By January 2013 the two-month period had elapsed and the fee was not paid, as the applicant and her firm did not accept that it was due, but it was some two-and-a-half years later, in August 2015, before the professor submitted a complaint to the commission.

The commission wrote to the applicant’s firm on 2 September 2015 to warn them about the complaint, but the letter also stated that it regarded it as “premature” as the complainer had not first approached the firm direct.

But the professor returned to the commission the following month to explain that he had received no reply to his direct approach to the firm.

By letter dated 7 January 2016 the commission intimated the professor’s complaint to the applicant and her firm, and invited comments, and a letter was also sent to the firm’s client relations manager.

The two letters suggested a deadline for comments of 21 January 2016, but on 15 January 2016 a further letter was sent from the commission to the applicant’s firm’s client relations manager, pointing out that the complaint was possibly time‑barred in terms of rule 7, which sets a one‑year deadline within which complaints should be tendered.

However, the result of the three letters was to make the solicitors assume that the time‑bar point had taken precedence and was being properly considered by the commission, and accordingly it was assumed that no comments in relation to other points were required, so one were in fact submitted.

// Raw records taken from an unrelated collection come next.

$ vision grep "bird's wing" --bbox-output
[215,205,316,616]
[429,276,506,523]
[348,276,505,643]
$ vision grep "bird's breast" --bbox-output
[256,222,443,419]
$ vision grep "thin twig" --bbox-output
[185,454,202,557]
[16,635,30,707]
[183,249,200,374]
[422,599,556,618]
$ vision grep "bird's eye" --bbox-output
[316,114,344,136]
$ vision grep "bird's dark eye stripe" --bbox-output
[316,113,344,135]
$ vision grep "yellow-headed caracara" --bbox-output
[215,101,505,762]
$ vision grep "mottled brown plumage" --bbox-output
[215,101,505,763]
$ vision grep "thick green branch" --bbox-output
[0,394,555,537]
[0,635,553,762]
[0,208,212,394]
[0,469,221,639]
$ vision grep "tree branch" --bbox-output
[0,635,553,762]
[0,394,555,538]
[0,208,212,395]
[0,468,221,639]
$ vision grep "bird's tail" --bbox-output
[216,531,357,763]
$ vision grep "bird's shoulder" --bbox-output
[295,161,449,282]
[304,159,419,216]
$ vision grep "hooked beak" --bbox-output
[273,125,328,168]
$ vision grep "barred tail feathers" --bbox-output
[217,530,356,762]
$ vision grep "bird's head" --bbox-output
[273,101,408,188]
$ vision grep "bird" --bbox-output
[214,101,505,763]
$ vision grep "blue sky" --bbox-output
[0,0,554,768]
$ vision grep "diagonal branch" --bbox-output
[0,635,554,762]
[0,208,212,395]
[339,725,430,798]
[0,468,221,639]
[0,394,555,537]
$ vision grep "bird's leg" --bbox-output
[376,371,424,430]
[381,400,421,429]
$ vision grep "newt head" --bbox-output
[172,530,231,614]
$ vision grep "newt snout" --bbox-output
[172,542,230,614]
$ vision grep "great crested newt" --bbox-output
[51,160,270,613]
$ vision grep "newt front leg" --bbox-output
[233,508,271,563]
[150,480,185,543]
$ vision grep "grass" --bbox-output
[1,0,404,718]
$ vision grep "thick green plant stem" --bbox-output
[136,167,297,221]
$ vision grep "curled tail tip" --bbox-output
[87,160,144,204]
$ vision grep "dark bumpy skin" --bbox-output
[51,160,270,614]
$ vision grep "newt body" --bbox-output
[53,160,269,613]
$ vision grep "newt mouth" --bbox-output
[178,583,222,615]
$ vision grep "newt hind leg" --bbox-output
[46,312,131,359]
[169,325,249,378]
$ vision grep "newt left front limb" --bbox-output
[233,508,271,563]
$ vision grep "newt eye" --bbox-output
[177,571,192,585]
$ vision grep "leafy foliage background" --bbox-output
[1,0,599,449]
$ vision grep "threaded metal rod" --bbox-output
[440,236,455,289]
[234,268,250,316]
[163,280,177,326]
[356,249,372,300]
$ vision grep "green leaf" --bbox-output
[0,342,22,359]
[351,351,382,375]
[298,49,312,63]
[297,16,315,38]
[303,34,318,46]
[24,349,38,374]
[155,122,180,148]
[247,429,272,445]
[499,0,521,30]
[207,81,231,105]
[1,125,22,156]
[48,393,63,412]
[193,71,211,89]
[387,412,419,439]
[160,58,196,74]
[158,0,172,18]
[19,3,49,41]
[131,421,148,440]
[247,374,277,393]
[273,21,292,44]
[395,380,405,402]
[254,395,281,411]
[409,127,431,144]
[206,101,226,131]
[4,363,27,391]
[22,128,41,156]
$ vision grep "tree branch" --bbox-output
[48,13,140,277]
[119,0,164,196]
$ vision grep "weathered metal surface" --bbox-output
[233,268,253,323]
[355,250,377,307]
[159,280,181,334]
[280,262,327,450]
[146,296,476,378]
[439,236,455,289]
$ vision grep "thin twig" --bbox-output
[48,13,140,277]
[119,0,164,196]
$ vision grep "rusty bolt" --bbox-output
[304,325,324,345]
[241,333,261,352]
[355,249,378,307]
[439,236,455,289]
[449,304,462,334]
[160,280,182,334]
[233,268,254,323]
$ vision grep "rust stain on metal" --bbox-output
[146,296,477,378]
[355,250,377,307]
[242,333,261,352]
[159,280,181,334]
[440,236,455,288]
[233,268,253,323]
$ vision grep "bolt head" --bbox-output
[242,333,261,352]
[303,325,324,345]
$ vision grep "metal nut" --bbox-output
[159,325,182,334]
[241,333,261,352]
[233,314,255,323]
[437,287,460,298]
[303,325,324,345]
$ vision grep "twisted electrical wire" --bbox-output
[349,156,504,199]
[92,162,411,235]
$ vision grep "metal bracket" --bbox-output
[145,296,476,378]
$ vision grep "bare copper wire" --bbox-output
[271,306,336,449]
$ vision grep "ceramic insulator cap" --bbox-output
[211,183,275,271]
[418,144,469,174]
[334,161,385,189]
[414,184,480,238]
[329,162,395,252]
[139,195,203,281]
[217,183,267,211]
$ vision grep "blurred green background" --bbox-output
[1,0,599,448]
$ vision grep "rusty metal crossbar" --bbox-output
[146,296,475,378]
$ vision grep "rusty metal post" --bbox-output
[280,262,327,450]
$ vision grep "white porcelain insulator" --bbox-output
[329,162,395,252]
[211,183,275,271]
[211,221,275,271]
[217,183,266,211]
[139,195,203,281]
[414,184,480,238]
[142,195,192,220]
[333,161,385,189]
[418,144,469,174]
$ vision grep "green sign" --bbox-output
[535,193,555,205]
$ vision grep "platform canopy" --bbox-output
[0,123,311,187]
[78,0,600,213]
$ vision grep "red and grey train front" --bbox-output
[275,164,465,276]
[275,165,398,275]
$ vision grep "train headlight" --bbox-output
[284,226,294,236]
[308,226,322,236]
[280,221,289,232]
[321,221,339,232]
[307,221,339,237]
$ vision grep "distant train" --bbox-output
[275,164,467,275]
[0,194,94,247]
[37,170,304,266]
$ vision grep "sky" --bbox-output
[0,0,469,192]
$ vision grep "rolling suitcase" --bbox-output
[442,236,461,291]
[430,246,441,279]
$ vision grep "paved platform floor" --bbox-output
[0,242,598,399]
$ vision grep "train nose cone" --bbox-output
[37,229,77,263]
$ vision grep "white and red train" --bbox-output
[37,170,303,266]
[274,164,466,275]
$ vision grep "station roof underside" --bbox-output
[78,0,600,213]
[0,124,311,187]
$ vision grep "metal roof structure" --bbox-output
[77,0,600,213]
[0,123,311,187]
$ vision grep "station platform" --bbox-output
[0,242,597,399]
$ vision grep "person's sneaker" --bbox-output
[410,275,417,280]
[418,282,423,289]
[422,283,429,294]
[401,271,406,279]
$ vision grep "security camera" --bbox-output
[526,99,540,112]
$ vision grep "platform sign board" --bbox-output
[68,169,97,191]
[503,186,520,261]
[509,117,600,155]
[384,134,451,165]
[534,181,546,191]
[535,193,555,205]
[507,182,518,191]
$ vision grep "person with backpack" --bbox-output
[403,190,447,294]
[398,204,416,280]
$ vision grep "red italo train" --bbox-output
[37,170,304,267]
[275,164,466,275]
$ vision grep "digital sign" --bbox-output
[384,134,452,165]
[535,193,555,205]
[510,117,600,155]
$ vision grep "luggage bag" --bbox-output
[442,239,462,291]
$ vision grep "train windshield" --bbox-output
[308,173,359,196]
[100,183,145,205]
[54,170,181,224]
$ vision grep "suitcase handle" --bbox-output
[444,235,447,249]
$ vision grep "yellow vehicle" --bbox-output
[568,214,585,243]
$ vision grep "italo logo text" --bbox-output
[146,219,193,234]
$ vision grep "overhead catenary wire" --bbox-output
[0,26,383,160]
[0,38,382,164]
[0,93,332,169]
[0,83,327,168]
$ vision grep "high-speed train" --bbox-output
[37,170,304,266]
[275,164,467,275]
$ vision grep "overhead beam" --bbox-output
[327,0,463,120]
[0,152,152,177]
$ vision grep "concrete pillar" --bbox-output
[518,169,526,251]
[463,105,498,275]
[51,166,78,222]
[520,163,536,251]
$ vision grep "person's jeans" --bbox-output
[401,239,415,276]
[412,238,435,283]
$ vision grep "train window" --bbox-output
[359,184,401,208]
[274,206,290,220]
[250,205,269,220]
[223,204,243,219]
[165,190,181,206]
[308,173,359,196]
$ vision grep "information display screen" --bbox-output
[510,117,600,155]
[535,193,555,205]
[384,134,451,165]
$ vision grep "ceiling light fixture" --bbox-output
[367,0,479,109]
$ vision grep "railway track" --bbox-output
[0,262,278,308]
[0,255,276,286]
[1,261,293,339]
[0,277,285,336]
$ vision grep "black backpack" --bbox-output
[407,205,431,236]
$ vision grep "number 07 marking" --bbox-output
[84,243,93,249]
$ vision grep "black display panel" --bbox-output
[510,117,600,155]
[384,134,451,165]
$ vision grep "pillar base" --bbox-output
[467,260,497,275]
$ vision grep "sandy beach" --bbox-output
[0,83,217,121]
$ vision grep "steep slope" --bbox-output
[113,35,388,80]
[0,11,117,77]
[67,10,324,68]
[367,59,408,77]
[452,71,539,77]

On 26 February 2016 the commission issued their determination, namely that they would receive the complaint, although late; they would process it; and they would deem it not time‑barred, but the applicant challenged the determination.

The sole issue for the court was whether the applicant had a “real a realistic prospect of success” in persuading the appeal court that the commission’s determination represented an error of law or an irrational exercise of their discretion.

Importantly, there was no challenge on the basis of procedural propriety, such as failure to allow further time for comments, if requested; or breach of natural justice.

The judge noted that the commission was faced with a complaint by a professor who had been instructed as an expert in a litigation, who had issued a fee note to the solicitors’ firm which was prima facie regular and was for the sum of £15,000, who had sought payment of that fee and who, while late in coming to the commission, had proffered an explanation for that lateness, which was prima facie plausible, namely that his solicitors had been engaged in negotiations with the applicant’s firm until May 2015 when negotiations broke down, and some three or four months had then passed before he submitted his complaint to the commission.

Refusing the application, Lady Paton observed that the commission had “no information to contradict those assertions”.

“In particular they had no information to suggest that the fee was excessive, or that the fee was not due, or that there had been no negotiations until May 2015 but rather a clear indication at the outset from the applicant’s firm that the fee was not going to be paid as it was not due,” the judge added.

In a written opinion, Lady Paton said: “Standing the information which they had, the commission were, in my opinion, entitled, first, to conclude that this was not a situation where ‘there had been no or little activity between the discovery of the misconduct and the making of a complaint’.

“Secondly, to conclude that what was complained of was not a situation ‘regularly, or routinely, or normally encountered’ namely a situation where a professional expert instructed by lawyers would not be paid.

“Thirdly, to consider the matter of some public importance for the reason given in paragraph 1.12 of their determination, namely that it is in the public interest to proceed, due to the importance of professional witnesses being able to rely on solicitors paying for the use of their services, and moreover there might be a question of a solicitor’s trust and personal integrity.

“It will be seen that I have been unable to detect any error of law in the commission’s approach nor, in my view, can it be said to have been a determination which no reasonable body, properly instructed, on the information available to them, and applying the law correctly, could have reached. It follows that I am not persuaded that the appeal has a realistic prospect of success.”